Alva was a short vibrant old lady who had probably survived a dozen near deaths.  She opened the door and peered at Louise over thick rimmed glasses.  She frowned as though suspicious of the intrusion and then her gaze landed on the dress and the flap of torn material and with a yank of her head she motioned for Louise to follow her inside.

‘Put it on the table,’ she said, without turning.  Alva picked up a bag and a case, presumably with the tools needed to mend the wound, and when she turned she saw that Louise had come to a halt just past the threshold.  Louise had never been in Alva’s apartment before, it was like something out of a fairytale.  The flat smelled of copper and dust and was lit by lamps with tasseled shades.  There were two old cats asleep on the windowsill.  Baskets full of linen and cloth sat on shelves.  In the corner was a dressmakers mannequin with the beginnings of a blue garment in the making.  The flat was more a workshop than a home.

‘I said put it on the table,’ said Alva, irritated for having to repeat herself.

Louise shook herself free of inertia and draped the dress carefully over the table.  

Alva dropped the case and bag beside the dress, popped them open and began to bring out various threads and cloth, carefully examining them against the dress.  

Louise sat on a couch and watched as Alva began her work mending the tear, her leathery hands working the material, piercing it with needles and slowly but surely threading it back together.  The dedication and passion was impressive.

‘You should be more careful next time,’ chastised Alva.
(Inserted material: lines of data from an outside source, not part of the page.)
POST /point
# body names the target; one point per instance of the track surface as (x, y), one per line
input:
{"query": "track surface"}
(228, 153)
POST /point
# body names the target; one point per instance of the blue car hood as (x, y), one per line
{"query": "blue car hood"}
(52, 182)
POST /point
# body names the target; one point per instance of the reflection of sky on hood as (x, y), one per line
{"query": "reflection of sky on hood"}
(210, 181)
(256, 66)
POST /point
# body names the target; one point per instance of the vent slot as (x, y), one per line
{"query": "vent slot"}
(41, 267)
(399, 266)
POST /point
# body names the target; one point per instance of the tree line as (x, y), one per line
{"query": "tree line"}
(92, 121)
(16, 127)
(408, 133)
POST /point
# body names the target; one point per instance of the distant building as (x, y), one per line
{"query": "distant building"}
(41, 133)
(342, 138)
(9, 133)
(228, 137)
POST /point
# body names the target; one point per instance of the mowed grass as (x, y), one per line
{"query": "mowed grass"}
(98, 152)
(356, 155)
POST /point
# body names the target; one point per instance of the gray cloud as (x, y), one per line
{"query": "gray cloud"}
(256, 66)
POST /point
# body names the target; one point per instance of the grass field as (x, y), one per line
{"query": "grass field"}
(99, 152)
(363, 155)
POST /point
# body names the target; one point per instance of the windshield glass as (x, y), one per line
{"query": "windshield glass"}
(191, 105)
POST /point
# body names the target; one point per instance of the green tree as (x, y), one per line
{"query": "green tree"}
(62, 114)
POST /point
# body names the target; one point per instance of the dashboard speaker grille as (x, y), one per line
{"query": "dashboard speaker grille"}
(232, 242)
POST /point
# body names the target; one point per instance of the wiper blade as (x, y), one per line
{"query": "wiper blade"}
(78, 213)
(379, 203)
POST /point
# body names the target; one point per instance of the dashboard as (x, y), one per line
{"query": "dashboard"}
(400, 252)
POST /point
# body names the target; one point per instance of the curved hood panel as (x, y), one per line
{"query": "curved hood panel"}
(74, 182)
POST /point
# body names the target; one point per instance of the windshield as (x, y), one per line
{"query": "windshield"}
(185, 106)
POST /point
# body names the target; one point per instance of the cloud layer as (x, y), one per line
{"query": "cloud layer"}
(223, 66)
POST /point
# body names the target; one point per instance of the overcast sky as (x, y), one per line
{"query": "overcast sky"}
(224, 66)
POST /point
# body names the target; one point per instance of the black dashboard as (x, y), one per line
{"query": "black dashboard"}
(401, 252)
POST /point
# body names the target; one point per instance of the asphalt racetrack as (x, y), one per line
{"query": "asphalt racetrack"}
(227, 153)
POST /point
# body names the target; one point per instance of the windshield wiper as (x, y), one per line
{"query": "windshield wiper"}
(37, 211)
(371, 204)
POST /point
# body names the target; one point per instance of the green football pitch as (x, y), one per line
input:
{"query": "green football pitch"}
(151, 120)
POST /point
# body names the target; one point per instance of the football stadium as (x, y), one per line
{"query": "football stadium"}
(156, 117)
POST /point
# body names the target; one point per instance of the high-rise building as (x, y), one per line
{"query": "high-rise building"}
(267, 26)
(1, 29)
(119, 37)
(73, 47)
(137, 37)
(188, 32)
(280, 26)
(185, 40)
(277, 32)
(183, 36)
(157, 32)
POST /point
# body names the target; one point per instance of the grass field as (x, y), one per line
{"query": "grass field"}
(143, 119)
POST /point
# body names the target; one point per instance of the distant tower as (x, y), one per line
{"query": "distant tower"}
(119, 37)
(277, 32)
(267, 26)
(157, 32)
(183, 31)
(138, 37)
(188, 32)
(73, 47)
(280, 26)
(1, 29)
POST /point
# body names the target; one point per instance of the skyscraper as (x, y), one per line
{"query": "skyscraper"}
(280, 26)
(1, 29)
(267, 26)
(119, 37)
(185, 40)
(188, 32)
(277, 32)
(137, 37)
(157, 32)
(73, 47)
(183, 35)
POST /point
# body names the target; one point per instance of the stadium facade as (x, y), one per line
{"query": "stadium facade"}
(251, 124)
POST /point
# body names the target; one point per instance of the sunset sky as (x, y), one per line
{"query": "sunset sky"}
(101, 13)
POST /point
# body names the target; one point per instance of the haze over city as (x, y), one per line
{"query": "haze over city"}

‘I will be,’ said Louise. 

Alva evidently lived alone, there was no sign of a partner, no pictures of loved ones.  Sketch books littered the shelves and tables, some of which were open, their pages revealing pencilled drawings of dresses with measurements.  Through the dedication of a craft Alva had forged a life on her own.  But did she get lonely, wondered Louise?

On occasion and usually after a glass of wine, Louise listened to saccharine love songs that made her cry.  Afterwards, embarrassed by herself, she would listen to something settled; an avant-garde piano piece, something early twentieth-century – Webern perhaps – or a violinist like Paganini who played the instrument like a vessel to some other place, grinding the strings, forcing them to pluck and resonate like the violin itself was alive, the wood alive, the sound alive.  This was why she played.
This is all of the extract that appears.